Like most black children born after Martin Luther King’s assassination, Taiyon Coleman was “expected to be the fulfillment of… generations of struggle…” At age 8, she hoped she would make it as a writer (“I just knew I had a lot… to write”), but it didn’t work out: She ran out of patience and candy after her first attempt. Living on Chicago’s South Side, the second oldest of five children with a single mother, Coleman knew even then that writing would be a struggle, but she never gave up on that dream.
When it came time to choose a graduate program, Coleman visited a college in Alabama and saw Confederate flags everywhere, marked on the map, the racism she endured in college in Minnesota, the unfortunate miscarriage caused by more racism, being the only black family on the block in her Minnesota neighborhood, being told that her use of black slang would prevent her from being published…

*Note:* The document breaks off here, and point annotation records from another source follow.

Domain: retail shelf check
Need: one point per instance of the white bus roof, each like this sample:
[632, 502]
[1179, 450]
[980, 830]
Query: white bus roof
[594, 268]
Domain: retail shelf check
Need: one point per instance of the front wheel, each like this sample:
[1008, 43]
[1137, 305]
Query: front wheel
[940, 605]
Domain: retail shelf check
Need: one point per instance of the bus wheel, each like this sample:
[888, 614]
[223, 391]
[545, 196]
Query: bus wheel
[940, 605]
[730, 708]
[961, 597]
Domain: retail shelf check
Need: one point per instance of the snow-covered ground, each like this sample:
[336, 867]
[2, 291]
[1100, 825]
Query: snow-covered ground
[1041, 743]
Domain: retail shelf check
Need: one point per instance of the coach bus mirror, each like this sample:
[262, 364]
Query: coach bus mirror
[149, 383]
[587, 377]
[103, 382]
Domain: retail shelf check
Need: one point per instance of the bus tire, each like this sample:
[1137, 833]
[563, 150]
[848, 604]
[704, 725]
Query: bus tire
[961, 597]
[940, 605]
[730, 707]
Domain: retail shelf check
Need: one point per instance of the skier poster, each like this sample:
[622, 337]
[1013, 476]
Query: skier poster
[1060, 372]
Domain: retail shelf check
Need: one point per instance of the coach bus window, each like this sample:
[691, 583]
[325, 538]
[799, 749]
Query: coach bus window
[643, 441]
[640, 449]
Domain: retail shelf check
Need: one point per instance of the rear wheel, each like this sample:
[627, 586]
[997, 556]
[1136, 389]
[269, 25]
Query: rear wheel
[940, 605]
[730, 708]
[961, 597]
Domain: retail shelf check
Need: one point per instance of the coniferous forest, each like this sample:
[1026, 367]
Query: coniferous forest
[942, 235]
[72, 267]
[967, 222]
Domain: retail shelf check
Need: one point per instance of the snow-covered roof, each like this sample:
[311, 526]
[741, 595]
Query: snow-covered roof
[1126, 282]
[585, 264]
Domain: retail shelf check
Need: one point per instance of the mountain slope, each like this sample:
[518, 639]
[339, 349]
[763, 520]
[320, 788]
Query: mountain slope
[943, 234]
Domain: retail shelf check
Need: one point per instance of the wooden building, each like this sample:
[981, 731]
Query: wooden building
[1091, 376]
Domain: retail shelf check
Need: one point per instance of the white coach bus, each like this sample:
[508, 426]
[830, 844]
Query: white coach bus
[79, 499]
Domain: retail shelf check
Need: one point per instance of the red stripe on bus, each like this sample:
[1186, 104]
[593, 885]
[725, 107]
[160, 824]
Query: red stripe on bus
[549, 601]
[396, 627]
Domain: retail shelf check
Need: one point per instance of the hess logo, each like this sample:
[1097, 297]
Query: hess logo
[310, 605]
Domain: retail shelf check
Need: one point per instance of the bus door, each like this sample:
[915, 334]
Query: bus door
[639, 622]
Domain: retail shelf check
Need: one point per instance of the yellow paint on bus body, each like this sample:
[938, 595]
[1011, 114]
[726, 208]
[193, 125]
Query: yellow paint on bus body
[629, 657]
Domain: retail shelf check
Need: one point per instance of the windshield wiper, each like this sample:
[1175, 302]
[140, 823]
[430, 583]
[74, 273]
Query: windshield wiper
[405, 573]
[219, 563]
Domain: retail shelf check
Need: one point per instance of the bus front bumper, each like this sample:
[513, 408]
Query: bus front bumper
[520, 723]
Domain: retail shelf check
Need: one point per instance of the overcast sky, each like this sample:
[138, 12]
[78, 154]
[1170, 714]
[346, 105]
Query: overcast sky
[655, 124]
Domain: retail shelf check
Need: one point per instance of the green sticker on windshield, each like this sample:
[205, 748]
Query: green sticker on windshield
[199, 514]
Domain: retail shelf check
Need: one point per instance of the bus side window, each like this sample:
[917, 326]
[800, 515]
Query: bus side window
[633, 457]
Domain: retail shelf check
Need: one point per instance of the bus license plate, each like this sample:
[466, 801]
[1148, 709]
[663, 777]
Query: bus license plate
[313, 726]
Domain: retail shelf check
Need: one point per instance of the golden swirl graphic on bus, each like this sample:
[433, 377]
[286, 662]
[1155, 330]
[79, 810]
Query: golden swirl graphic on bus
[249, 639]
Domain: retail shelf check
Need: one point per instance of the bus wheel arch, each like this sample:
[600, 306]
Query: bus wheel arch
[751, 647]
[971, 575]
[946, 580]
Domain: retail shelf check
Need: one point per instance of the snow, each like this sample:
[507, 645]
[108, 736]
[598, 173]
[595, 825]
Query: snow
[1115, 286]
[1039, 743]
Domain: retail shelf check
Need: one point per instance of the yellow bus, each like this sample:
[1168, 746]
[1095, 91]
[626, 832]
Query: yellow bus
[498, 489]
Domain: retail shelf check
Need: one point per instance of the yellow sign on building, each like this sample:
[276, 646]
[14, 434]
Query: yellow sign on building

The last thing. Now you almost want to say “HA!”, don’t you think? And you will, for more than one reason, when you read “Traveling Without Moving.”
Because here’s the thing: Author Taiyon J. Coleman is funny, taking readers from the living room of her grandmother and Coleman’s spirited, foul-mouthed eight-year-old self; to a time when she’s a teacher, a writer, and a mother of three; and in between laughing at Rush Limbaugh. And yet the humor is just icing on the cake: The better parts of this collection of autobiographical essays are the razor-sharp commentary and observations of life as a working black American when white America wouldn’t give up on the 1930s. This is told with proudly displayed irony and sarcasm, which masks the anger a little and delights readers even in the most seething moments.
You’ll also particularly enjoy Coleman’s style: it’s colloquial with lots of asides, like you’re chatting with a friend – but it’s also very serious, and you’ll like that too. Traveling without Moving is a quick and engaging read.